09 Apr 2011

(by Bruce Lyons) The UK competition regime has a powerful weapon that is available to almost no other country. It can investigate markets that appear not to be working competitively despite the lack of a dominant firm, then choose to impose remedies ranging from structural divestments to legally binding behavioural commitments. Other regimes, including the European Commission, can choose to investigate markets, but none can impose such powerful remedies (except Israel, which recently replicated the UK model). The UK government regards this as one of the key strengths of its competition regime. Is it? And would it benefit from major reform?

Nine markets have received the full weight of a Competition Commission investigation since 2004. The average duration of investigation (including appeals) is just over three years. Additional time is then necessary to adopt remedies, usually 4-10 months but it can take up to a further three years! Many of the markets investigated in this way have related to consumer finance (e.g. store cards, home credit, NI personal banking, payment protection insurance) but they can also be a hangover from a problematic privatisation (e.g. BAA airports, rolling stock leasing) or a high profile consumer market (e.g. groceries). The OFT has conducted a further 24 smaller market studies in the same period (in addition to the first phase of the market investigations referred to the CC). These include a number of essentially consumer protection studies. The OFT’s smaller studies take an average of 10.4 months but can only result in voluntary remedy agreements.

Some of these investigations have undoubtedly been greatly beneficial for competition. For example, it would have been very difficult to challenge the London airport monopoly (including Heathrow, Gatwick and Stansted) under Article 102 (UK ch.2) abuse of dominance because the main problem was poor quality service and lack of innovation, not exclusionary conduct or obviously exploitative prices. However, in other cases it has been difficult to identify remedies that address the identified competition problem. For example, if consumers are apparently irrational in buying expensive payment protection insurance at the point of sale, careful evidence is required before a prohibition on such selling can be shown to improve welfare.
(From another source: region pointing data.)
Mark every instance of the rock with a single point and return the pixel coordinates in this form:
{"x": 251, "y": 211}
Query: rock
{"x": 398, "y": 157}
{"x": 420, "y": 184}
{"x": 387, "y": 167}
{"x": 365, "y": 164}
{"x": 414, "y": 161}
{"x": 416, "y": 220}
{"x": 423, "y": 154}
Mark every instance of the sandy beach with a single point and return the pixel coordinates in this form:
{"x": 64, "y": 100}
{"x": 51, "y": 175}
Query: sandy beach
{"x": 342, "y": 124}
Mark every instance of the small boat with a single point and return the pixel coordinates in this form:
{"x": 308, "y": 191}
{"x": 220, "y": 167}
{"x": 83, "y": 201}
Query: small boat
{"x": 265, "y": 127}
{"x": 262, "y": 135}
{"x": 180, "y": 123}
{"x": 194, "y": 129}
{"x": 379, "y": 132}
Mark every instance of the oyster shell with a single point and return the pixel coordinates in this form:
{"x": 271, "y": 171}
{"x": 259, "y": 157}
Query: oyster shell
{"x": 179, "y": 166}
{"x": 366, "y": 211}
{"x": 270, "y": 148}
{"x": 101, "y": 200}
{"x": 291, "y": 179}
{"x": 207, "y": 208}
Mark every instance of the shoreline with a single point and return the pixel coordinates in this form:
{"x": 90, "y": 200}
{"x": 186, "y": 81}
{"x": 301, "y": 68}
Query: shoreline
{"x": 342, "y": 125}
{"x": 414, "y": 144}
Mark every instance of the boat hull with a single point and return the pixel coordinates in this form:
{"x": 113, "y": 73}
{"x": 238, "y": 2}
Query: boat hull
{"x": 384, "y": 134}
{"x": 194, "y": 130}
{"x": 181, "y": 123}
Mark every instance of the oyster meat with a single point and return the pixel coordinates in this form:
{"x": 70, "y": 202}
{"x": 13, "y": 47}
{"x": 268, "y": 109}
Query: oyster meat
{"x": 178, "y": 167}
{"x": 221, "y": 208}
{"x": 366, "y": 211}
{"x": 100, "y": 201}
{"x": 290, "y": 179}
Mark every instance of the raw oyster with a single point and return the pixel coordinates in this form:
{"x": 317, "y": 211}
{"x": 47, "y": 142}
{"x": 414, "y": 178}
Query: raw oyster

Where does this leave us? The markets regime can indeed be an important weapon in the competition armoury, but like all weapons it should be used with great care and it works best as a deterrent. The main focus should be on how better to identify markets suitable for investigation. It is not obvious that the system needs more such inquiries. However, that is the direction in which the appears to be heading. For example, it introduces the possibility of:

  • Conducting in-depth investigations into practices that cut across different markets – but pricing practices almost always have market specific features that render generalisations fairly meaningless (e.g. ‘below cost selling’ may be a competitive consequence of a two-sided market, or it may be aimed discriminatingly at a new entrant). An appropriate division of labour is for academic research or consultancy projects to develop and clarify the principles, and for competition authorities to gather the relevant evidence to apply the principles to particular markets under scrutiny.
  • Giving powers to report on public interest grounds in addition to identifying adverse effects on competition – however carefully couched in caveats, this opens the gates to a re-introduction of a public interest test which would be a retrograde step for a competition authority. It could resurrect ‘industrial policy’ through the back door.
  • Allowing SME bodies to become ‘super-complainants’ such that they have the right to a reasoned response by the competition authority if they request a market inquiry – the super-complainants system was introduced to help consumer groups who feel their members are being ripped-off, but this extension could support disgruntled or inefficient competitors.

The regime would certainly benefit from streamlining, and there are some helpful recommendations in the consultation on how to ensure that remedies are proportionate and efficient. However, a proposal to introduce more information gathering powers in phase one of a market inquiry is less obviously ‘streamlining’. There are always several firms in each market and a heavy duty first phase could make the system more burdensome than necessary. The purpose of this first phase is not properly discussed in the consultation document. It should be a light-touch first filter, then the second phase should be used for substantive requests for data that firms have not previously volunteered.

The markets regime has so far done more good than harm. The first objective of any reform should be to keep it that way. This leaves plenty of room for improving case selection and investigation procedures.